Scènes uit het leven

1 Ik zag op de televisie een documentaire over het mannelijk zaad. Daarmee is, volgens sommige wetenschappers, van alles mis: zowel kwantitatief als kwalitatief. In de uitzending vertelde een echtpaar over zijn pogingen om kinderen te krijgen. Toen dat langs natuurlijke weg niet lukte, kozen ze voor IVF. En nu zijn ze de trotse ouders van een tweeling.
Het waren van die typische Ouders van Nu. Zo’n vader die tijdens de zwangerschap fier verklaart: ‘Wij zijn zwanger.’ Die meegaat naar zwangerschapsgymnastiek, tijdens de bevalling driftig meehijgt en na afloop uitgeput verzucht dat het een zware bevalling was. Die de baby in een draagzak op zijn schijnzwangere buik vervoert en ta-ta-ta doet tegen zijn kroost. Net als zijn schoonmoeder; alleen bij haar valt het niet op.
De moeder vond het wel plezierig dat ze een tweeling had geworpen. Ze verklaarde: ‘Dan ben je er in één keer vanaf.’ Het klonk alsof ze op zondag Chinees ging halen. ‘Dan hoef ik niet te koken.’ Of zou ze de kinderen bij Albert Heijn hebben gekocht? ‘Ik heb de duo-verpakking genomen, die is goedkoper en dan hoef ik maar één keer te lopen.’

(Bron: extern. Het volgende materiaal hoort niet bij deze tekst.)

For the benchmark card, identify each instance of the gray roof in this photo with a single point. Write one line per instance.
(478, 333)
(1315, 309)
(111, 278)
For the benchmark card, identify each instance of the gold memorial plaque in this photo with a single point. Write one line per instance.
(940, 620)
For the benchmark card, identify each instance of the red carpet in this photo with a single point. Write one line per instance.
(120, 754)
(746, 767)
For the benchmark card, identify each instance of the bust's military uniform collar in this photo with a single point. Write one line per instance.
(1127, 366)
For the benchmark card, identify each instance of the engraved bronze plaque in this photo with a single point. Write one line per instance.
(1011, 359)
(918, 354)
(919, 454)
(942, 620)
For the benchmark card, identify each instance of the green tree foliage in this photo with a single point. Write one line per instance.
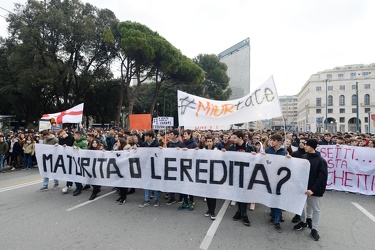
(216, 82)
(55, 51)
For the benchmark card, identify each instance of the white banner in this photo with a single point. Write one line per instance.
(195, 111)
(272, 180)
(72, 115)
(350, 168)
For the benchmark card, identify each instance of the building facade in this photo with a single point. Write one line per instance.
(339, 99)
(237, 58)
(290, 112)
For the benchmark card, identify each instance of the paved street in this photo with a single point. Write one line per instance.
(52, 220)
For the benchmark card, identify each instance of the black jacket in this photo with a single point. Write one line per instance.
(318, 174)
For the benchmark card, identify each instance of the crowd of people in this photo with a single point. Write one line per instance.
(17, 150)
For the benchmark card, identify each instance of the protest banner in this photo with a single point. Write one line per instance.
(140, 121)
(275, 181)
(195, 111)
(72, 115)
(350, 169)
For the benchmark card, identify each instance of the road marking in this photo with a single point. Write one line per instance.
(367, 213)
(22, 184)
(88, 202)
(214, 226)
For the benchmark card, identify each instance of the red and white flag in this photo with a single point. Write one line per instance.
(73, 115)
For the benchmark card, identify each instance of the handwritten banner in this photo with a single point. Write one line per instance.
(350, 168)
(263, 103)
(275, 181)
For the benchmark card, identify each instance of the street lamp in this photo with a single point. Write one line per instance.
(357, 120)
(326, 120)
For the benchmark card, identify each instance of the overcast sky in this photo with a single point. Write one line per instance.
(290, 39)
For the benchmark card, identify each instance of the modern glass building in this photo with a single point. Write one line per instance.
(237, 58)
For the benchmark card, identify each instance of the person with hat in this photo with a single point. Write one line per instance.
(315, 188)
(4, 147)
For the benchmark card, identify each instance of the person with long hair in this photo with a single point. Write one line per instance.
(28, 151)
(94, 145)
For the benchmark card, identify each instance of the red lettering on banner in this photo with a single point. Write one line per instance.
(348, 179)
(211, 109)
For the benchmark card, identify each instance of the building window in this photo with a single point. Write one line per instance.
(318, 101)
(367, 99)
(342, 100)
(330, 100)
(354, 99)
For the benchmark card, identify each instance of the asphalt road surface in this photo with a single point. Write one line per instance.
(52, 220)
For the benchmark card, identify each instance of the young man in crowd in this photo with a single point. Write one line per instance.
(79, 143)
(4, 147)
(316, 187)
(276, 149)
(150, 142)
(188, 143)
(49, 140)
(239, 145)
(174, 142)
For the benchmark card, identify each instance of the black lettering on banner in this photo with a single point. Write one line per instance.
(133, 174)
(153, 175)
(241, 165)
(283, 180)
(93, 168)
(167, 168)
(231, 173)
(85, 162)
(60, 164)
(269, 93)
(256, 97)
(199, 170)
(78, 167)
(45, 159)
(184, 169)
(112, 162)
(70, 163)
(212, 169)
(101, 160)
(265, 181)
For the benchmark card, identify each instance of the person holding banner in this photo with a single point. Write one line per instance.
(174, 143)
(49, 140)
(239, 145)
(276, 149)
(211, 202)
(150, 142)
(188, 143)
(316, 187)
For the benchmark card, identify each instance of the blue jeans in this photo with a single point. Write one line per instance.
(147, 195)
(1, 162)
(276, 214)
(46, 180)
(27, 161)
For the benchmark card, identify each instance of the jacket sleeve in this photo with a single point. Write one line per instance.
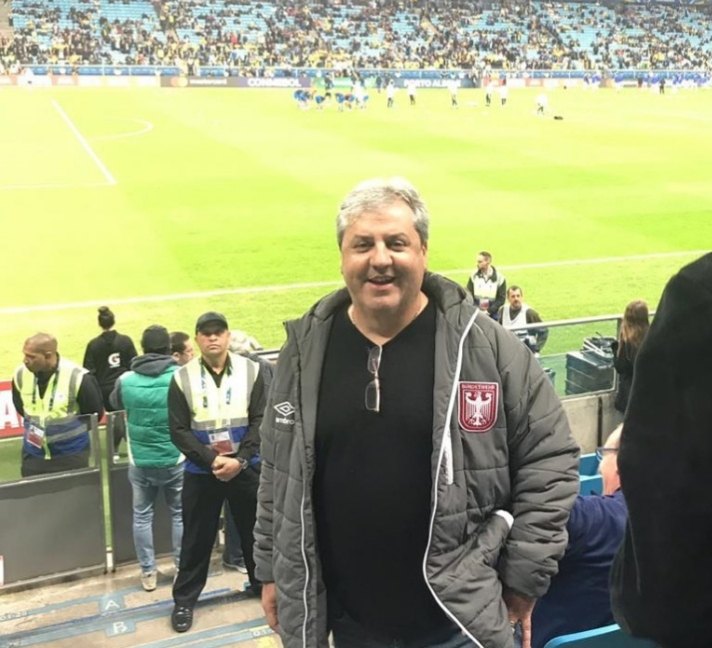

2 Ik zat in de foyer van een theater te wachten totdat de zaal zou opengaan. Daar zou Maarten van Roozendaal optreden, een cabaretier die prachtige liedjes zingt met intelligente, schrijnende teksten. Een groepje kwebbelende vrouwen kwam binnen. Nog voordat ze hun jas hadden uitgedaan, zei één van hen luidkeels: ‘Ik moet even plassen.’ Ik had de neiging om mijn hulp aan te bieden: ‘Kunt u dat alleen of moet ik meegaan?’ Gelukkig hielden ze tijdens de voorstelling hun snavel dicht, anders had op de verkeerde momenten door de zaal ‘Ik moet even lachen’ geklonken.

3 Ik stapte op Utrecht-CS in de trein naar Rotterdam. Honderden studenten, de mannen in rokkostuum, de vrouwen in het lang of mini, stapten ook in. De volgende ochtend zag ik ze weer op Rotterdam-Alexander. Beduidend minder luidruchtig, opvallend schor en duidelijk slaperig. Maar het meest opvallende verschil met de heenreis was de toestand der panty’s. Nimmer in mijn leven heb ik zoveel gescheurde panty’s bij elkaar gezien. Dat moet een wild feest zijn geweest. En nog steeds vraag ik mij af wat ik nu verleidelijker vind: vrouwenbenen met gave panty’s, waarbij de naad feilloos de beenlijn volgt, of dito met gescheurde panty’s. Want die hebben ontegenzeggelijk iets erotiserends.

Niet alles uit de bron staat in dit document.